Emily enters the evening
garden like a tide
that slips onto shore, awakens
sensual senses, reaches
beyond today,
erases yesterday, seeks evidence
for tomorrow.
Her way of
being in a world of interlopers,
and at low-tide, she leaves,
retreats from the garden shore
to sanctuary. In her room,
plain like a cotton bedsheet,
she writes, taut
words tumbling smooth
onto white linen paper, tucked
and folded in.


Jo Barbara Taylor lives in North Carolina, but is an Indiana farm girl at heart. Her poems and academic writing have appeared in journals, magazines, anthologies and online. How to Come and Go (Chatter House Press 2016) is her fourth book. She leads poetry-writing workshops through Duke Continuing Education, chairs the workshop committee for the North Carolina Poetry Society, and coordinates a poetry reading series for a Raleigh independent bookstore.


Monday, May 7, 2018

Repeat Offender, a poem by Lylanne Musselman


Repeat Offender
by Lylanne Musselman

Nothing prepares you for the broken record
of your mom’s mind on a circular spin;
with each repeated phrase you feel yourself
spinning out of control. You must remember
she cannot reason any more than one can reason
with a two-year-old. Sometimes when you tell her
she can’t drive anymore she argues, cries, and pleads
to give her just one more chance.

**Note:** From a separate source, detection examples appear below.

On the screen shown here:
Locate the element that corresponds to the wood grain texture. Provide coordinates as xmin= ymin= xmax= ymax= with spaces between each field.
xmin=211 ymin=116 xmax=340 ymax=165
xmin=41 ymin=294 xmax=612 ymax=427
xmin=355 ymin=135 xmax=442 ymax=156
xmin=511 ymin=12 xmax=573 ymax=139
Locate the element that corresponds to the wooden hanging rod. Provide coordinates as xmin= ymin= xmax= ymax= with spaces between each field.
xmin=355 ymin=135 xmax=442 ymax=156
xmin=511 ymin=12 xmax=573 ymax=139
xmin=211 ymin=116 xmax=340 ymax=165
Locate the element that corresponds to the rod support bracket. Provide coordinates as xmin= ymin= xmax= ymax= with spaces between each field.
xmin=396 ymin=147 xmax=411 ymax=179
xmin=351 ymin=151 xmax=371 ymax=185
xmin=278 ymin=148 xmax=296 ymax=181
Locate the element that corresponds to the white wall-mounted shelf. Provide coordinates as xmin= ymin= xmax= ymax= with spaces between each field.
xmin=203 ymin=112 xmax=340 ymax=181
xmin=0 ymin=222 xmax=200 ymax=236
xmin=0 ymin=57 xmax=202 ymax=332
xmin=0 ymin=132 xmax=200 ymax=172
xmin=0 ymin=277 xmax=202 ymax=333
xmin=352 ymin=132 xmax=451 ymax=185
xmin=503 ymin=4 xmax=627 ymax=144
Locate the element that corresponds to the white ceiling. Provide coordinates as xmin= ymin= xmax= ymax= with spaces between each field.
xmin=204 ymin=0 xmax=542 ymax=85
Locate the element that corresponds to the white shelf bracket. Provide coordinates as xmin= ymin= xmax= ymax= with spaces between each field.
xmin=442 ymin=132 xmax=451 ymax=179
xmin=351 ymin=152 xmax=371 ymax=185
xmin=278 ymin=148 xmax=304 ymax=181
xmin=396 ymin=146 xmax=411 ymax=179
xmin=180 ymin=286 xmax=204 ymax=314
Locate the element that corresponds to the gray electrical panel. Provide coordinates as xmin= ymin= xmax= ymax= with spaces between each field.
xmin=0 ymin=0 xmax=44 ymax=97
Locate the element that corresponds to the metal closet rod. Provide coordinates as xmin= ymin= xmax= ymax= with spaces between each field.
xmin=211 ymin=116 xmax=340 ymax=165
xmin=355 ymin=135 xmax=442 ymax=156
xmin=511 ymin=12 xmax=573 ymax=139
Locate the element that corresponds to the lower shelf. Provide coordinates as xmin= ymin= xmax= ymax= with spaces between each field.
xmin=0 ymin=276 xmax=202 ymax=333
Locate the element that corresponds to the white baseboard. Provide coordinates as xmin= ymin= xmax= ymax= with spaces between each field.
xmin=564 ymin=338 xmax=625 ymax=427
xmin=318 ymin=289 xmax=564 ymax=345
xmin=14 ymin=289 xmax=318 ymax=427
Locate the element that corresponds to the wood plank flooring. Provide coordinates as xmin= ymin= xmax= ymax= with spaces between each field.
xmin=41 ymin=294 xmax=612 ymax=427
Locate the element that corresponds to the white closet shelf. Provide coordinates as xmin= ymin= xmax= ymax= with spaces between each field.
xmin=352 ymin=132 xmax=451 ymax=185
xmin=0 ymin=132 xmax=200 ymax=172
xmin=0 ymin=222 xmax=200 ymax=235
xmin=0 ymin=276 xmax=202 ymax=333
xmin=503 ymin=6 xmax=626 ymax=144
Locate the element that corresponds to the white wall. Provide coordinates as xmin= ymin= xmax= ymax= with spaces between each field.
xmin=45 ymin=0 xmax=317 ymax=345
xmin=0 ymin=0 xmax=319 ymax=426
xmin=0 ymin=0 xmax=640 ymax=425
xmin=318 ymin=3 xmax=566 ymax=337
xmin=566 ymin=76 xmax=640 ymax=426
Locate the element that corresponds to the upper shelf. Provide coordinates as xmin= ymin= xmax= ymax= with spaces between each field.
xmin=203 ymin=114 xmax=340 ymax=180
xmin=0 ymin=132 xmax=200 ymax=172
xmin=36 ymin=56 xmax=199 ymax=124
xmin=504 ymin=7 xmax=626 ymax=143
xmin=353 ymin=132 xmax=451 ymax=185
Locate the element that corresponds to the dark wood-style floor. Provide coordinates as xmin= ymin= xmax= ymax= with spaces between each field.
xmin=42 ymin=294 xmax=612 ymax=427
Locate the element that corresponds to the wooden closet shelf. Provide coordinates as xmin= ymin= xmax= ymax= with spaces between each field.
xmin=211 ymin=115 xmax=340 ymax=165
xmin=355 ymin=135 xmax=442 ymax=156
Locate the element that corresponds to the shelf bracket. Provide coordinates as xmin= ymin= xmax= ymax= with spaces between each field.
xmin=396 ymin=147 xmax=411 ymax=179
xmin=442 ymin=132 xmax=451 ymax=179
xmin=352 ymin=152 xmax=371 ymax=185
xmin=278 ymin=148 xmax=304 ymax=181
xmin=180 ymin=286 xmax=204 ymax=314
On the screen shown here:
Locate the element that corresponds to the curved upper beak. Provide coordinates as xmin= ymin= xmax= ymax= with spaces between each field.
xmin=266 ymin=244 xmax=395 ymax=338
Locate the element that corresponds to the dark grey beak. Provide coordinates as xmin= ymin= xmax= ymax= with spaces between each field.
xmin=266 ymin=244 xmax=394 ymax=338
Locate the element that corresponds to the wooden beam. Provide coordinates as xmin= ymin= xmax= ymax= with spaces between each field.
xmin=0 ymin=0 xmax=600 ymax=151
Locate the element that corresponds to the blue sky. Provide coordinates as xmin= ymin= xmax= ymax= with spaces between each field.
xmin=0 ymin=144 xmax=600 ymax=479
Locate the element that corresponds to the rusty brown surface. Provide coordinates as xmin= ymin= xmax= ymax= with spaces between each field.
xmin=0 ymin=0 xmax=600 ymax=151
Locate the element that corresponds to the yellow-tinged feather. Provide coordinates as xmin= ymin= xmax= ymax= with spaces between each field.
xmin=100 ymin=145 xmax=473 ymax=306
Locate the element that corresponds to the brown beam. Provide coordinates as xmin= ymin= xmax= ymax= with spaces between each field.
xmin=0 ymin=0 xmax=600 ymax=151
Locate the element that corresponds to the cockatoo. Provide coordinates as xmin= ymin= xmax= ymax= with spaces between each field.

You tell her you’re afraid
for her safety and the safety of others. She says you can
ride with her and if she does something bad, just tell her
to pull over and she will; and all at once you remember:
a younger, saner mom who was mad at you
as a young adult, a passenger in her car.
She floored it on the back roads, saying she didn’t care
if she killed us both. And, you realize how irrational
she has always been – when she is not in control.


Lylanne Musselman is an award-winning poet, playwright, and artist, living in Indiana. Her work has appeared in Pank, Flying Island, The Tipton Poetry Journal, Poetry Breakfast, The New Verse News, Ekphrastic Review, and Rat’s Ass Review, among others, and many anthologies, including Resurrection of a Sunflower, poems to honor Vincent van Gogh (Pski’s Porch, 2017). A Pushcart Nominee twice, Musselman is the author of four chapbooks including the recent Weathering Under the Cat (Finishing Line Press, 2017).